Uno de los más elevados ejemplos de ello ha sido el de los cinco jóvenes cubanos que entregaron sus vidas al propósito de salvar a sus compatriotas, y a la humanidad toda, del flagelo terrible del terrorismo que, infiltrándose en las bandas auspiciadas por sectores extremistas de las élites del poder que rigen los destinos de Estados Unidos tienen en el sur del estado de la Florida un verdadero cuartel general de operaciones criminales.

Ellos asumieron el riesgo y, totalmente desarmados, penetraron las filas terroristas en Miami y lograron obtener las evidencias que eran necesarias para alertar a las autoridades policiales de Estados Unidos, que alegaban para su desidia, una supuesta falta de pruebas para actuar contra los preparativos criminales que Cuba venía denunciando y sufriendo dolorosamente.

Un avión civil cubano dinamitado en pleno vuelo con más de 70 pasajeros civiles a bordo, todos muertos; bombas en hoteles de turismo en Cuba con victimas mortales; asesinato en Nueva York de un diplomático cubano acreditado en la ONU, y múltiples acciones terroristas contra centros hospitalarios, escuelas y fábricas en la isla, no eran evidencia suficiente para que las autoridades estadounidenses se dispusieran a actuar contra los culpables, en evidente contubernio con éstos que frenaba a la justicia e impedía la convivencia pacífica entre ambas costas del Estrecho de la Florida.

Pero estos cinco valientes defensores de la Paz no vacilaron ante las circunstancias y en cumplimiento de su misión – con grave peligro para ellos y sus familias- penetraron las filas terroristas.
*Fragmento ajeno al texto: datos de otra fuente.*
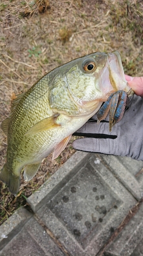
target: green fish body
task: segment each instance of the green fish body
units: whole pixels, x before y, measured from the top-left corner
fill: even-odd
[[[56,68],[14,101],[2,128],[8,136],[7,162],[0,179],[16,194],[20,172],[32,179],[52,151],[56,158],[72,134],[109,95],[129,90],[118,52],[95,53]]]

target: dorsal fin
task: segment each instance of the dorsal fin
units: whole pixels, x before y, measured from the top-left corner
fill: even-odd
[[[4,133],[6,134],[6,135],[7,135],[7,136],[8,136],[8,127],[10,121],[10,119],[11,118],[10,117],[6,118],[5,120],[4,120],[4,121],[3,121],[1,124],[1,128],[3,131]]]
[[[13,112],[13,111],[15,110],[17,105],[19,102],[20,99],[22,99],[22,98],[23,98],[24,95],[24,93],[20,93],[20,94],[17,94],[17,95],[16,95],[17,96],[17,98],[13,101],[13,102],[11,105],[11,113]]]

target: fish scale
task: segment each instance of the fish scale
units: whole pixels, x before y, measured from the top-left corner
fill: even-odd
[[[53,159],[57,157],[72,134],[99,110],[109,94],[119,90],[128,92],[129,87],[116,51],[73,60],[18,96],[10,117],[2,124],[8,148],[0,179],[10,191],[17,193],[21,171],[30,180],[44,158],[52,151]]]

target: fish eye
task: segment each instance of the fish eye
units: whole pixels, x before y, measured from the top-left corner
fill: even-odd
[[[87,62],[83,65],[83,69],[85,71],[92,71],[96,68],[96,63],[94,61]]]

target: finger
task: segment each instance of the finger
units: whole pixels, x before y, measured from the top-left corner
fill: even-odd
[[[125,78],[128,81],[130,87],[134,91],[135,93],[140,97],[143,96],[143,76],[131,77],[125,75]]]

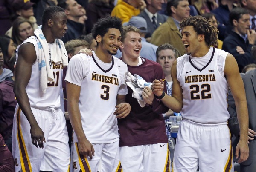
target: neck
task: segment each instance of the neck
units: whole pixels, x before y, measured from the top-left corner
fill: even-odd
[[[167,82],[171,82],[172,81],[172,76],[171,76],[171,74],[170,72],[168,72],[168,74],[166,75],[166,74],[164,72],[164,77],[166,80]]]
[[[153,14],[154,14],[157,12],[157,10],[156,10],[154,8],[152,7],[151,6],[147,6],[146,8],[148,11]]]
[[[109,63],[112,61],[112,55],[108,54],[108,52],[104,52],[101,49],[99,48],[99,46],[95,50],[95,54],[98,58],[104,63]]]
[[[42,27],[42,32],[48,43],[52,43],[54,42],[55,39],[52,36],[50,29]]]
[[[128,65],[136,66],[139,63],[139,57],[129,58],[122,54],[122,58],[125,63]]]

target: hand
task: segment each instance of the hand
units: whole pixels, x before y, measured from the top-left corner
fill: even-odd
[[[248,159],[249,157],[249,147],[247,140],[239,140],[236,148],[236,158],[238,159],[239,153],[240,152],[240,157],[237,161],[238,163],[241,163]]]
[[[145,86],[142,92],[142,98],[146,103],[152,105],[154,100],[154,95],[153,91],[148,86]]]
[[[92,50],[89,49],[83,49],[78,52],[77,54],[79,53],[84,53],[87,55],[89,55],[90,56],[93,55],[93,52],[92,51]]]
[[[154,80],[152,84],[152,90],[157,96],[160,96],[163,91],[164,83],[163,80]]]
[[[94,156],[94,149],[93,146],[87,139],[82,141],[78,142],[78,151],[80,154],[83,155],[85,158],[89,156],[90,159]]]
[[[32,126],[30,129],[31,141],[36,147],[44,148],[44,142],[46,142],[44,134],[38,124]]]
[[[253,140],[254,139],[254,135],[256,135],[256,132],[252,129],[249,129],[249,131],[248,132],[248,137],[249,138],[249,140]],[[249,143],[249,141],[248,141],[248,143]]]
[[[236,50],[240,54],[245,54],[245,52],[241,46],[237,46]]]
[[[114,112],[114,115],[116,115],[116,118],[119,119],[126,117],[130,113],[131,108],[131,105],[128,103],[120,103],[116,106],[116,109]]]
[[[144,9],[147,6],[146,3],[145,3],[145,1],[144,1],[144,0],[140,0],[139,4],[139,8],[140,8],[140,11],[144,10]]]
[[[256,33],[253,29],[247,29],[247,39],[249,43],[253,45],[256,41]]]

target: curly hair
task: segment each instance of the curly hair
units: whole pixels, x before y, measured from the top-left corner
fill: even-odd
[[[116,17],[111,17],[107,15],[104,18],[99,20],[94,24],[92,29],[93,37],[96,39],[97,35],[99,35],[102,37],[108,32],[110,28],[116,29],[120,31],[122,34],[122,20]]]
[[[211,25],[208,20],[200,16],[190,17],[180,22],[180,30],[189,26],[194,27],[197,35],[201,34],[204,35],[204,40],[208,46],[218,45],[218,30],[216,27]]]

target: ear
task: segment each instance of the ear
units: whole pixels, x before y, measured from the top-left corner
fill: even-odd
[[[238,25],[238,21],[236,20],[233,19],[232,20],[232,23],[233,23],[233,25],[234,26],[237,26]]]
[[[171,6],[171,11],[173,14],[176,14],[176,9],[173,6]]]
[[[52,19],[49,19],[47,22],[48,25],[49,27],[52,27],[53,24],[53,21]]]
[[[67,54],[67,57],[68,57],[68,58],[70,59],[73,57],[73,54],[72,53],[70,52]]]
[[[244,6],[247,6],[247,0],[242,0],[241,1],[241,3]]]
[[[67,15],[70,14],[70,12],[68,10],[66,9],[64,9],[64,11],[65,11],[65,14],[66,14],[66,15]]]
[[[200,34],[198,35],[198,40],[199,42],[201,42],[202,40],[204,39],[204,34]]]
[[[101,40],[102,37],[99,34],[97,35],[97,36],[96,37],[96,41],[97,43],[100,43],[101,42]]]

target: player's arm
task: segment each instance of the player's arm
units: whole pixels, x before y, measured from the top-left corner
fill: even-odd
[[[164,94],[163,97],[161,100],[164,105],[173,111],[178,113],[182,108],[182,89],[177,79],[176,74],[177,60],[174,61],[172,66],[171,75],[172,78],[172,96],[163,93],[163,90],[164,83],[160,80],[155,80],[153,82],[152,90],[154,94],[157,96],[160,97]]]
[[[249,117],[244,83],[239,73],[236,59],[230,54],[228,54],[226,59],[224,74],[227,77],[236,107],[240,136],[236,149],[236,158],[238,158],[240,152],[240,158],[238,161],[240,163],[246,160],[249,156],[247,143]]]
[[[26,91],[26,87],[31,76],[32,66],[36,60],[35,46],[31,43],[22,44],[19,49],[18,54],[19,58],[15,68],[13,92],[19,106],[30,125],[32,143],[37,147],[39,146],[40,148],[43,148],[43,142],[45,142],[44,133],[32,112]]]
[[[78,105],[81,86],[66,81],[67,109],[73,129],[78,140],[80,154],[91,159],[94,156],[93,146],[86,138],[82,126],[81,115]]]
[[[125,95],[117,95],[116,108],[114,114],[118,118],[123,118],[129,115],[131,108],[130,104],[125,102]]]

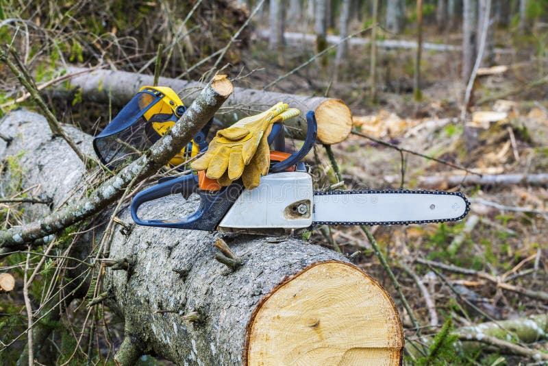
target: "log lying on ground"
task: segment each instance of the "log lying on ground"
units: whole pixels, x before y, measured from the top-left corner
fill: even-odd
[[[9,146],[0,141],[0,158],[25,151],[19,161],[27,172],[23,187],[40,183],[36,194],[52,197],[53,206],[73,189],[85,190],[78,188],[85,178],[83,167],[77,168],[81,162],[66,144],[44,138],[43,118],[16,111],[0,128],[14,138]],[[67,132],[84,150],[90,148],[90,136]],[[170,197],[143,209],[180,217],[195,204],[180,205]],[[31,217],[48,209],[23,204]],[[127,210],[118,216],[131,224]],[[125,321],[116,356],[121,365],[145,354],[179,365],[400,363],[403,330],[394,303],[345,257],[295,239],[231,234],[225,240],[242,260],[232,271],[213,259],[218,236],[138,226],[129,233],[116,230],[110,257],[130,259],[131,268],[107,267],[101,292]]]
[[[263,38],[267,38],[270,36],[270,31],[268,29],[262,29],[258,32],[259,36]],[[329,34],[326,37],[327,43],[334,45],[340,42],[340,37],[333,34]],[[303,42],[314,43],[316,42],[315,34],[308,34],[306,33],[298,33],[293,32],[284,32],[284,40],[288,44],[301,45]],[[350,38],[347,42],[349,46],[367,46],[371,42],[371,38],[362,38],[359,37],[354,37]],[[414,49],[416,48],[416,41],[415,40],[380,40],[377,41],[377,46],[382,48],[388,49]],[[440,45],[437,43],[431,43],[429,42],[423,42],[422,44],[423,49],[429,51],[459,51],[460,46],[454,46],[453,45]]]
[[[10,249],[25,247],[27,243],[42,239],[97,214],[105,206],[121,197],[132,182],[140,182],[155,174],[185,144],[192,140],[208,121],[213,118],[215,112],[232,90],[232,83],[228,80],[227,75],[214,77],[212,82],[200,90],[196,99],[170,129],[169,133],[155,142],[145,154],[122,168],[99,186],[93,187],[95,190],[88,197],[76,201],[71,205],[65,205],[53,214],[41,217],[27,225],[14,226],[0,231],[0,254]],[[16,127],[8,123],[4,128],[13,130]],[[45,137],[49,136],[44,131],[40,132],[37,138],[41,138],[42,141]],[[14,132],[11,133],[16,134]],[[40,158],[36,161],[40,161]]]
[[[84,69],[69,68],[68,73],[78,73]],[[135,95],[141,86],[152,85],[153,76],[125,71],[96,70],[73,77],[69,88],[81,89],[83,100],[108,103],[109,94],[112,102],[123,106]],[[187,82],[168,77],[160,77],[158,85],[170,86],[180,93],[185,104],[189,104],[203,87],[199,82]],[[307,97],[293,94],[265,92],[243,88],[234,88],[232,95],[227,100],[219,113],[216,114],[223,123],[230,125],[242,117],[262,111],[265,108],[283,101],[290,107],[299,108],[302,114],[286,123],[286,133],[291,137],[303,138],[306,134],[304,115],[313,110],[318,122],[318,138],[326,144],[340,143],[350,134],[352,114],[344,101],[321,97]]]

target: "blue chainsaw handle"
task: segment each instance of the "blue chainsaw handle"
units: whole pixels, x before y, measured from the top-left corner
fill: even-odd
[[[271,167],[271,173],[284,171],[288,168],[297,164],[297,163],[306,156],[306,154],[308,154],[310,149],[314,147],[314,144],[316,143],[316,136],[318,135],[318,123],[316,122],[316,117],[314,115],[314,112],[312,110],[308,111],[306,114],[306,138],[305,138],[303,147],[301,147],[298,151],[292,154],[287,159]],[[273,127],[273,130],[274,128]],[[282,133],[283,134],[283,132],[282,128]],[[271,133],[271,134],[272,134]]]
[[[227,187],[223,187],[217,192],[202,191],[198,189],[198,176],[193,174],[169,179],[140,192],[135,196],[132,201],[132,217],[136,224],[144,226],[213,231],[242,190],[243,186],[241,184],[233,183]],[[196,211],[186,217],[147,220],[140,219],[137,215],[139,207],[145,202],[179,193],[188,197],[193,193],[200,196],[200,206]]]

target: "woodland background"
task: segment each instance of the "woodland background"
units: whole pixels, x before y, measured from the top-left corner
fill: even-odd
[[[376,243],[359,227],[323,227],[306,239],[347,256],[392,295],[408,346],[427,345],[422,354],[408,350],[405,363],[545,362],[547,0],[6,0],[0,39],[57,119],[90,134],[121,106],[67,91],[67,70],[150,75],[157,54],[164,77],[227,73],[238,86],[344,100],[355,133],[308,157],[318,188],[343,181],[347,188],[460,190],[472,210],[459,223],[373,227]],[[0,64],[2,114],[40,112],[25,93]],[[47,200],[17,201],[33,197],[33,187],[18,184],[25,174],[20,158],[0,163],[1,230],[25,222],[25,205]],[[88,230],[60,232],[47,256],[45,245],[0,259],[0,273],[16,280],[0,293],[0,365],[26,362],[23,287],[37,312],[62,300],[54,289],[70,276],[66,251]],[[51,334],[38,362],[114,364],[123,326],[108,307],[86,306],[96,297],[95,276],[59,319],[44,320]],[[454,347],[480,332],[475,326],[502,321],[505,332],[490,334],[506,343]],[[139,363],[171,364],[150,356]]]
Lograron tras ello hacer llegar al gobierno de Cuba abundantes pruebas fehacientes de los preparativos terroristas para que, por canales oficiales, se pusieran éstas en manos del gobierno estadounidense en su más alto nivel.

Así se hizo, pero el control criminal del ambiente policial y político en el estado de la Florida determinó que, hace por estos días 15 años, en vez de ser arrestados los terroristas, fueran apresados los valientes denunciantes,

Luego vendría una tortuosa manipulación de los procedimientos judiciales que condujo a abultadas penas de hasta tres cadenas perpetuas sin que se hubiera probado un solo muerto, herido o hecho de violencia imputable a los inculpados.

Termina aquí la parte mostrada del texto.